PLEASE NOTE that this encoding method is responsible for our server taking relatively long to initiate and authenticate users. When server is initiated a keyfile is generated in the file from where the server is run with authorized users and encoded passwords. Due to passwords for each user being encoded by 10.000 iterations of hashing, the server takes a while to start. Authentication also requires 10.000 iterations of hashing of user provided login information in order match user inputted password with user password in keyfile.

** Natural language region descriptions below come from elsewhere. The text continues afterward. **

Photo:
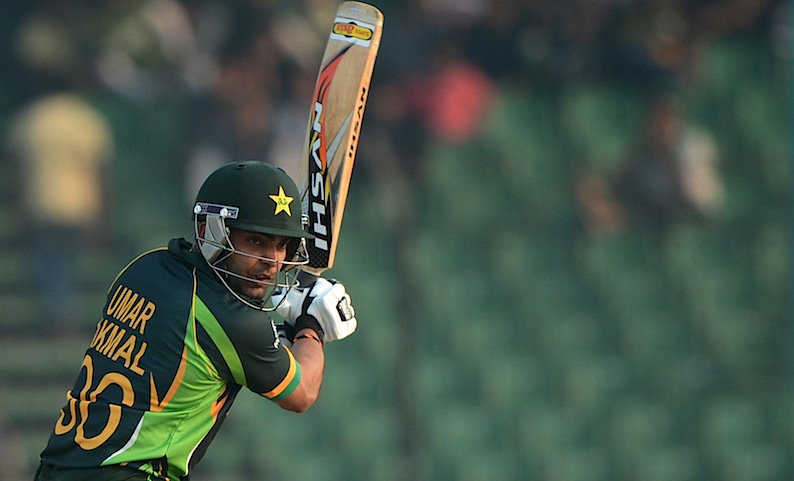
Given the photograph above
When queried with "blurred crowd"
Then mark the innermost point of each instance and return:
(181, 87)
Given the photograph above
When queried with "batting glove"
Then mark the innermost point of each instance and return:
(327, 309)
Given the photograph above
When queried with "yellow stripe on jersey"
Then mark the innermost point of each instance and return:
(290, 382)
(219, 337)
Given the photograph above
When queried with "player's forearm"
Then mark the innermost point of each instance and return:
(308, 351)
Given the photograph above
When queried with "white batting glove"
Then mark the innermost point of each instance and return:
(328, 304)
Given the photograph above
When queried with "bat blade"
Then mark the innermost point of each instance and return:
(333, 132)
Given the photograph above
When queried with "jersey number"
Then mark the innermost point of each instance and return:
(88, 395)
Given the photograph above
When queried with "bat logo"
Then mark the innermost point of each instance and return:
(320, 200)
(352, 30)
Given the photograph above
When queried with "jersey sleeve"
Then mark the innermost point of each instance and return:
(244, 347)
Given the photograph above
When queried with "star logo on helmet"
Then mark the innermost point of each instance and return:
(282, 202)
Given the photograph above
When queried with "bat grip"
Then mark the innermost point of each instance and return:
(306, 279)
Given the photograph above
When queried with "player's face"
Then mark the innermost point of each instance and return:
(273, 248)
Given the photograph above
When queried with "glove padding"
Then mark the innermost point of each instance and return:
(327, 302)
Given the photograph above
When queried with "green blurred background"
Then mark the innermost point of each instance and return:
(521, 316)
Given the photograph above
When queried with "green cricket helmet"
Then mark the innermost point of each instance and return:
(256, 197)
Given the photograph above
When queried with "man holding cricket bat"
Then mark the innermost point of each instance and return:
(186, 327)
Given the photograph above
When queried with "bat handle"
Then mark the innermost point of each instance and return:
(306, 279)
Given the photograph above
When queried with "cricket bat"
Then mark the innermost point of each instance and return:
(333, 133)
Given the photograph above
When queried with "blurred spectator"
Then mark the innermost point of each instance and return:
(62, 144)
(674, 175)
(456, 96)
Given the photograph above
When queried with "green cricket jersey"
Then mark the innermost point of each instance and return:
(171, 351)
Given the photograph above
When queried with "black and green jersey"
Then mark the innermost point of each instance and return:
(171, 351)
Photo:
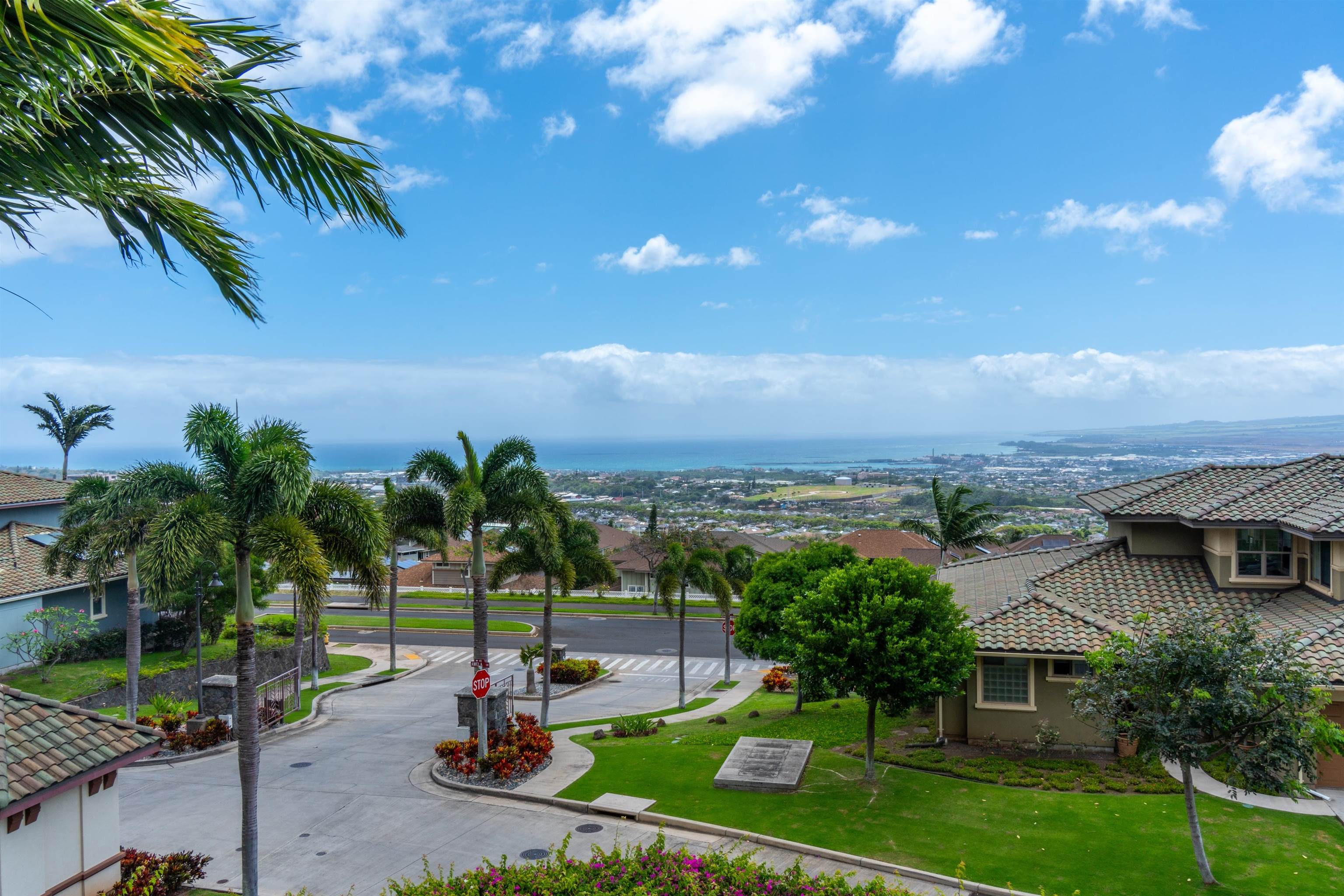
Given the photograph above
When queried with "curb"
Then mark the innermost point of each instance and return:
(734, 833)
(280, 731)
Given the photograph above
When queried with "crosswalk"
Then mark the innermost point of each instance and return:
(627, 665)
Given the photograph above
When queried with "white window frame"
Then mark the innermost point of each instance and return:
(1016, 707)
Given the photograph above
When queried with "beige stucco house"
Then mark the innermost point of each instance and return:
(1233, 540)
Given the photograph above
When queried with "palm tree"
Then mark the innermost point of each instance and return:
(680, 570)
(120, 107)
(413, 514)
(737, 570)
(101, 528)
(566, 551)
(957, 527)
(507, 487)
(253, 490)
(69, 426)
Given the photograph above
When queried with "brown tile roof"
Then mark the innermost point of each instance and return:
(23, 567)
(1306, 495)
(49, 742)
(21, 488)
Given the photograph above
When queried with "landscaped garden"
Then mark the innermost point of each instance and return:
(1034, 839)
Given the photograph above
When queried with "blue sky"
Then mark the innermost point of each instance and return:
(759, 217)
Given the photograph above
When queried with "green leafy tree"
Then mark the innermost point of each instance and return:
(413, 514)
(564, 551)
(507, 487)
(888, 632)
(686, 567)
(116, 108)
(69, 426)
(777, 581)
(253, 490)
(957, 526)
(1209, 690)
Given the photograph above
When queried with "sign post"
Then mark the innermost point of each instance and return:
(482, 690)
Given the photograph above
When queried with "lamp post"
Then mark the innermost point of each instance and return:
(214, 584)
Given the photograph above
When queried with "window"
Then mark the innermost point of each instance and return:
(1264, 553)
(1322, 564)
(1069, 669)
(1006, 680)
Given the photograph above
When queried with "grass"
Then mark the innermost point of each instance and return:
(412, 623)
(1100, 844)
(659, 714)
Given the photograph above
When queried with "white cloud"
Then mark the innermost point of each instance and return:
(944, 38)
(738, 257)
(720, 66)
(560, 126)
(1281, 151)
(1131, 224)
(833, 224)
(655, 256)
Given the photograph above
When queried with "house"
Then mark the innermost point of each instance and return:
(1232, 540)
(58, 797)
(30, 519)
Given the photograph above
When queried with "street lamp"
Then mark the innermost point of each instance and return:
(214, 584)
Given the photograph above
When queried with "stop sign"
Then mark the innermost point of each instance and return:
(480, 684)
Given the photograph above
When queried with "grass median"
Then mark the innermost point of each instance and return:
(1058, 843)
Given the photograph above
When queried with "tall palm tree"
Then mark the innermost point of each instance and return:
(507, 487)
(416, 514)
(565, 553)
(103, 526)
(69, 426)
(737, 567)
(683, 569)
(123, 105)
(956, 527)
(253, 490)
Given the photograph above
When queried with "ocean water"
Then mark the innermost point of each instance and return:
(602, 455)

Communication over HTTPS is private as a certificate is provided for the SSL port to encrypt connections. Only those with the certificate can properly decode any communication over the SSL port (of course, attackers could potentially decrypt communications but attacks are harder over HTTPS connections, thus HTTPS communications as present in our server is still considered private). Another important feature in our implementation that enhances HTTPS privacy is minimal information flow. The only paths that could possibly result in unexpected information flow are login and secret because that's where authentication is required. However, our server doesn't send any information back to client that they do not need. For example, when the client attempts to authenticate themselves and is not successful, the server doesn't specify why it the authentication was unsuccessful. This functionality is pruposely not enhanced as it means that we do not give the client any information that it does not absoluetly require. For example, client only needs to know that authentication was unsuccessful when requesting the login path and client is aware of this when server responds with 401 UNAUTHORIZED. Why authentication is unsuccessful is therefore potentially redundant for a server on such minimal scale. Same goes for secret path requests; the only information sent back to client if they try to access a page where authentication is required is a http response with status code 401: UNAUTHORIZED if authentication failed, otherwise 200 OK. Hence, no unexpected information flow is present in communications between our server and a client.

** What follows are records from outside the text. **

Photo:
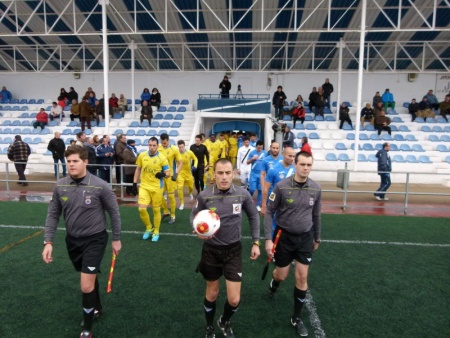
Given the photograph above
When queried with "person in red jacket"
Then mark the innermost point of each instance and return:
(41, 119)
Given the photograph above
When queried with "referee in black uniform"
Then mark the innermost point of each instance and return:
(83, 199)
(201, 152)
(222, 254)
(297, 203)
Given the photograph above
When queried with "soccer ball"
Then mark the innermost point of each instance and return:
(206, 223)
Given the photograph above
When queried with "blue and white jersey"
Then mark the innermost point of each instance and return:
(257, 165)
(278, 173)
(270, 162)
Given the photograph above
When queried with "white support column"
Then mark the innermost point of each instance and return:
(104, 3)
(360, 81)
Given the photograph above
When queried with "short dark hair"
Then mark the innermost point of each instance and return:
(302, 153)
(73, 150)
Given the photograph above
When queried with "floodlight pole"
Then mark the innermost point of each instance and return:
(104, 3)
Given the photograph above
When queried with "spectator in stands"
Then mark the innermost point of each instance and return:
(119, 147)
(92, 99)
(74, 110)
(146, 112)
(413, 108)
(85, 113)
(376, 99)
(299, 113)
(130, 155)
(92, 155)
(319, 103)
(72, 95)
(312, 98)
(432, 99)
(444, 107)
(377, 109)
(327, 90)
(288, 137)
(425, 109)
(155, 99)
(5, 95)
(105, 158)
(384, 170)
(113, 104)
(123, 105)
(225, 87)
(382, 122)
(18, 152)
(57, 147)
(344, 115)
(41, 119)
(145, 96)
(305, 146)
(367, 114)
(88, 92)
(55, 112)
(278, 102)
(81, 139)
(388, 99)
(99, 112)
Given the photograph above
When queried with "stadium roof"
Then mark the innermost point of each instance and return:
(224, 35)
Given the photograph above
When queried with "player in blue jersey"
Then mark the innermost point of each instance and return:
(256, 160)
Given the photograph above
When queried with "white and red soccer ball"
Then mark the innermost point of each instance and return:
(206, 223)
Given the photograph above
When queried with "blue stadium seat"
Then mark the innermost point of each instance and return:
(424, 159)
(331, 157)
(343, 157)
(398, 158)
(340, 146)
(417, 148)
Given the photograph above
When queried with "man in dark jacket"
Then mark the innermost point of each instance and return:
(19, 152)
(57, 148)
(384, 170)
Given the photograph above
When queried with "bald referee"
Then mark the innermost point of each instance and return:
(297, 203)
(83, 199)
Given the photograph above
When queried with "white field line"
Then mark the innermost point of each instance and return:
(337, 241)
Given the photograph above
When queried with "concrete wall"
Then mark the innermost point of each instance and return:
(189, 85)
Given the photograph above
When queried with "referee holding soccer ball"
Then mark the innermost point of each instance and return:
(222, 253)
(83, 199)
(297, 203)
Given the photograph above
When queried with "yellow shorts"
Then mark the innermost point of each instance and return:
(169, 185)
(150, 196)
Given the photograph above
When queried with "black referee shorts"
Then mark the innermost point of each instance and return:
(290, 247)
(87, 253)
(217, 261)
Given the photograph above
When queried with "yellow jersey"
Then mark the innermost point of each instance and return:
(150, 165)
(172, 153)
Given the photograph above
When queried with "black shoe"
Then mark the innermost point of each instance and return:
(225, 328)
(97, 313)
(210, 332)
(299, 327)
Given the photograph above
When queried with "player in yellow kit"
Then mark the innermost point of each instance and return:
(152, 167)
(215, 149)
(185, 177)
(232, 150)
(170, 185)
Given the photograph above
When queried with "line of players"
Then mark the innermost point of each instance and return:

We use HTTP basic authentication to authenticate user. However, HTTP basic authentication is not secure. This is because basic authentication is extremely vulnerable to packet sniffing, i.e. when network is monitored and information such as passwords can be decoded from it easily. This is due to the passwords being sent in base64 encoding which is easily converted to plaintext. Another issue with basic authentication is that passwords are repeatedly sent, f.x. when user is authenticated already he sends the authorization header along with their request each time he tries to accesses some URL that requires authentication. This implies that client caches the authentication, increasing the HTTP basic authentication's vulnerability.
Authentication over SSL is however much more secure. This is because when a connection is secured by SSL the communicaion becomes encrypted, making packet sniffing harder as not only the passwords need to be decrypted but the entire SSL traffic as well. Therefore it's necessary to allow secure authentication over SSL only. (However, basic authentication over SSL still has it's vulnerabilities such as passwords still being repeatedly sent between client and server meaning passwords potentially could eventually be decrypted, but is more secure than basic authentication over HTTP).